Starving dogs found locked in squalid Northumberland house
Two dogs nearly starved to death after being locked inside a squalid house.
One was so thin and not moving that the RSPCA inspector who found them thought he was dead.
Taz, a tan-coloured wire haired lurcher type, and Bud, a black and white collie, were in a desperate state when they were found abandoned in a house where they were living in filthy conditions on January 14.
RSPCA inspector Kirsty Keogh-Laws said: “Taz and Bud nearly starved to death as a result of being left unattended, locked inside a squalid house.
“I found Taz lying in a duvet on a sofa, his closed eyes were sunken and he was not moving so initially I actually thought he was dead.
“I could feel every bone in his body and he was too weak to even lift his head. Bud was sitting on another sofa and was reluctant to stand.
“I believe they would have died if we had not been alerted to their plight when we were.”
Last week at South East Northumberland Magistrates Court, Daniel Taylor, 25, of Aln Street, Ashington, was banned from keeping animals for five years following an RSPCA prosecution.
At a previous hearing in July, Taylor pleaded guilty to one offence of causing unnecessary suffering to two dogs and three offences of failing to meet their need for a suitable diet and fresh drinking water, to be protected from pain, suffering, injury or disease and failing to meet their need for a suitable living environment under the Animal Welfare Act.
He was also sentenced to a 12-month community order with a 20-day rehabilitation activity requirement, ordered to undertake 60 hours of unpaid work and to pay £100 in costs, together with an £85 victim surcharge.

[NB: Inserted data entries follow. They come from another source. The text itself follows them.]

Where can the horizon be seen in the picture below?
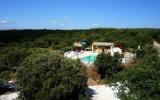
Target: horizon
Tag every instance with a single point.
(71, 14)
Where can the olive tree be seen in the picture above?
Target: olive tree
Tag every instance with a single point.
(49, 76)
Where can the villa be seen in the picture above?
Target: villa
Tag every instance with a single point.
(88, 57)
(106, 47)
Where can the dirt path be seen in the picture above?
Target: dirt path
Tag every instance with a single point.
(102, 92)
(93, 76)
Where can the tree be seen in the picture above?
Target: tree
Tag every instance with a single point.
(49, 76)
(108, 65)
(141, 81)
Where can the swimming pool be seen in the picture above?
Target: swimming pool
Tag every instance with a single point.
(90, 59)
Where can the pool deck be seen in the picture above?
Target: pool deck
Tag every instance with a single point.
(79, 55)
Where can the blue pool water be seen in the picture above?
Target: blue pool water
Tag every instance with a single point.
(89, 59)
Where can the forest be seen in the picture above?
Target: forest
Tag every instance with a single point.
(39, 53)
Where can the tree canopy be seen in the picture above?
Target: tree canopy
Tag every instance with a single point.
(49, 76)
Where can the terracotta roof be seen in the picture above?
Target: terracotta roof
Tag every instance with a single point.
(103, 44)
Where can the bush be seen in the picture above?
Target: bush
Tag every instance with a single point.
(48, 76)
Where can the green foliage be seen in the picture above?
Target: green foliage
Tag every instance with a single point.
(49, 76)
(11, 57)
(142, 79)
(108, 65)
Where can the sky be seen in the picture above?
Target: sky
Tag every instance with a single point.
(79, 14)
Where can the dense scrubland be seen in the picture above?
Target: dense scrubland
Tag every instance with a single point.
(33, 57)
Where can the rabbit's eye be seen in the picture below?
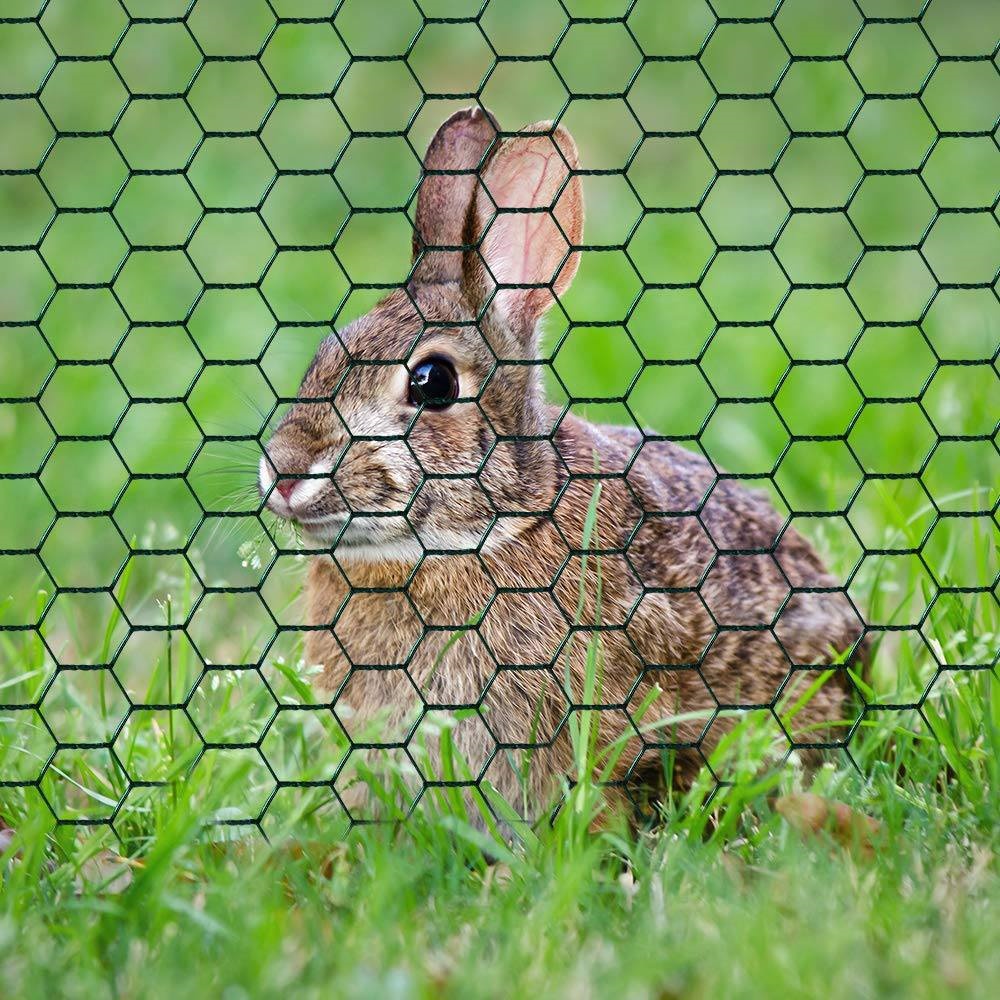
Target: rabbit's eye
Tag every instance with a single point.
(433, 384)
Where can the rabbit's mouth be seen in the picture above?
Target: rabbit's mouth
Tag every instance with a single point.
(358, 536)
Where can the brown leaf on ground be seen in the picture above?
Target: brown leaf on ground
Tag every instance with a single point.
(810, 814)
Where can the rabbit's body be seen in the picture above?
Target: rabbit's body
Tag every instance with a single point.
(537, 620)
(480, 513)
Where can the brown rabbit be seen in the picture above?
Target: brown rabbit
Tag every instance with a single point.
(440, 489)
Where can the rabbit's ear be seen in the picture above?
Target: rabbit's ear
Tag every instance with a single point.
(460, 144)
(527, 217)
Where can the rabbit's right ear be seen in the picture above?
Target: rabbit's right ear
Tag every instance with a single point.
(461, 144)
(526, 225)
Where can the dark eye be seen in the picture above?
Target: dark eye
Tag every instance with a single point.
(434, 384)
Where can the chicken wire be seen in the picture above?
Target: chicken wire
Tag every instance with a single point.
(193, 194)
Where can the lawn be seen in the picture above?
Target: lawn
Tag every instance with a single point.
(792, 258)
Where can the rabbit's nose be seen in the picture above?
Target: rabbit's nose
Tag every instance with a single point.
(286, 487)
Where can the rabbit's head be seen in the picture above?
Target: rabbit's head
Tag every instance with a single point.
(419, 425)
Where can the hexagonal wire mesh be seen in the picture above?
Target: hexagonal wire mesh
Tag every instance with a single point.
(790, 269)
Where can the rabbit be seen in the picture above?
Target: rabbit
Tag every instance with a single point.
(471, 541)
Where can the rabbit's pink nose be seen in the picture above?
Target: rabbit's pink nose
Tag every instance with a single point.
(286, 487)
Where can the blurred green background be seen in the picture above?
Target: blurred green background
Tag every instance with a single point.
(185, 211)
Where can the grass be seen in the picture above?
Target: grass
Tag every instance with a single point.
(245, 876)
(720, 895)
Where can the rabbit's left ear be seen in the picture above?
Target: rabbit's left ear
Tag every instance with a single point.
(453, 158)
(527, 218)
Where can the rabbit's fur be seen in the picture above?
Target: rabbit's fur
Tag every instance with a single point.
(703, 591)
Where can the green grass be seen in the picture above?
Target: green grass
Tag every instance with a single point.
(721, 897)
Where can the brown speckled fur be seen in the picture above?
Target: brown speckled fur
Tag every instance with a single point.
(662, 517)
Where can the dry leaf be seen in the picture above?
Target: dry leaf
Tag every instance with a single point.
(810, 813)
(105, 872)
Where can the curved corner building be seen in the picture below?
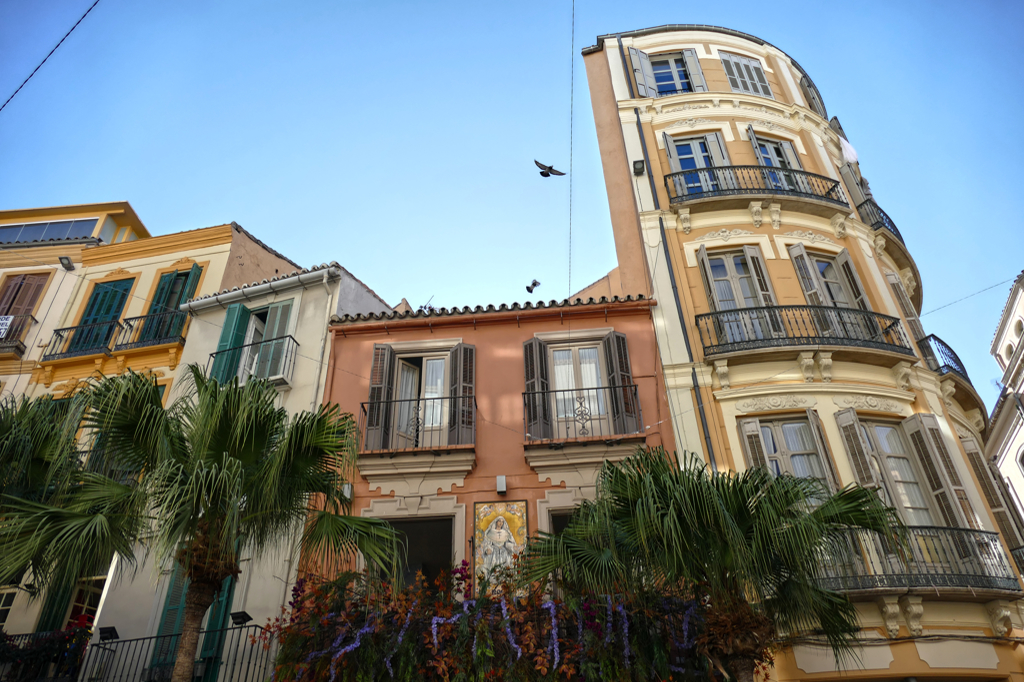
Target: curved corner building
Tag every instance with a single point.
(787, 328)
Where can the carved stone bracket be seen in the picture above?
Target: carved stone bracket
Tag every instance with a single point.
(912, 610)
(755, 208)
(889, 607)
(806, 360)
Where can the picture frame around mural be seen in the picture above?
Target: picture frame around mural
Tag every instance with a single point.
(500, 533)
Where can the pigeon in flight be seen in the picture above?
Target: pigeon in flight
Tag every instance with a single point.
(547, 171)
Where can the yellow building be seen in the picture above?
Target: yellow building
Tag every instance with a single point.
(788, 332)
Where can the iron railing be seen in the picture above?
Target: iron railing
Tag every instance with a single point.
(582, 413)
(81, 340)
(272, 359)
(781, 326)
(871, 214)
(941, 358)
(934, 557)
(152, 330)
(726, 180)
(12, 329)
(432, 423)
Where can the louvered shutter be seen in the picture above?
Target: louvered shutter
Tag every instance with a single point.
(754, 446)
(538, 393)
(380, 405)
(624, 408)
(693, 71)
(824, 453)
(462, 416)
(232, 335)
(857, 450)
(943, 480)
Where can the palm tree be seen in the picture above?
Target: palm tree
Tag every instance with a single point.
(749, 546)
(220, 473)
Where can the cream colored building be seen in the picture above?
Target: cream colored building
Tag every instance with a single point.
(787, 328)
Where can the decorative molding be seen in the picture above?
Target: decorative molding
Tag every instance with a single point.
(808, 236)
(806, 360)
(755, 209)
(866, 402)
(779, 401)
(839, 225)
(724, 235)
(889, 607)
(912, 610)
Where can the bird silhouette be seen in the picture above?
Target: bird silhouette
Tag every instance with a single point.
(547, 171)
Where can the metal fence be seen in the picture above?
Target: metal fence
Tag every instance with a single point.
(935, 557)
(432, 423)
(582, 413)
(727, 180)
(151, 330)
(871, 214)
(747, 329)
(81, 340)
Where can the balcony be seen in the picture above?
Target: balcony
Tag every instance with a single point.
(432, 425)
(608, 413)
(272, 359)
(12, 331)
(794, 326)
(81, 340)
(702, 183)
(935, 558)
(871, 214)
(152, 330)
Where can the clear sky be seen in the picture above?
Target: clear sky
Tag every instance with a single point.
(398, 137)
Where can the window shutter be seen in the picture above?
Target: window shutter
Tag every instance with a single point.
(934, 459)
(754, 446)
(232, 335)
(707, 279)
(905, 306)
(462, 369)
(538, 402)
(643, 74)
(381, 396)
(170, 621)
(693, 71)
(810, 280)
(625, 411)
(824, 453)
(857, 449)
(845, 265)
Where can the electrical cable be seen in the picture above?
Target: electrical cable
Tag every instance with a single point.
(48, 55)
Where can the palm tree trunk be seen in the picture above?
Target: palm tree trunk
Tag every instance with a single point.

When they were found, the dogs were surrounded by rubbish, glass and other hazards. There was a strong smell of urine and dog faeces covered the floor from one side of the room to the other.
Taz had to be carried to the RSPCA van as he was too weak to walk.
They were rushed to the nearest veterinary practice as both were in need of urgent treatment. Taz had pressure sores across his body and live fleas in his coat.
They had to be hospitalised for 11 days before they were well enough to be transferred to an RSPCA Felledge Animal Centre where they continued with their recovery.
The dogs’ journey of recovery back to full health was completed when they were rehomed together. It was clear to RSPCA centre staff that they wanted to remain together as Bud could not settle without his companion.
Kirsty said: “I recently had the pleasure of seeing the dogs again but now settled in their new loving home. The after pictures of Taz, who is now called Rufus, and Bud, who is now called Buddy, speak volumes and the lives they enjoy with their new owners are such a contrast now from when we rescued them.
“Both dogs frolic together in nearby fields, Buddy leaping into the air to catch his tennis ball while Rufus loves to run through the long grass.
“They’ve got the kind of lives all dogs should have now. They have gone from the worst of lives to the best of lives, they are living the dream.”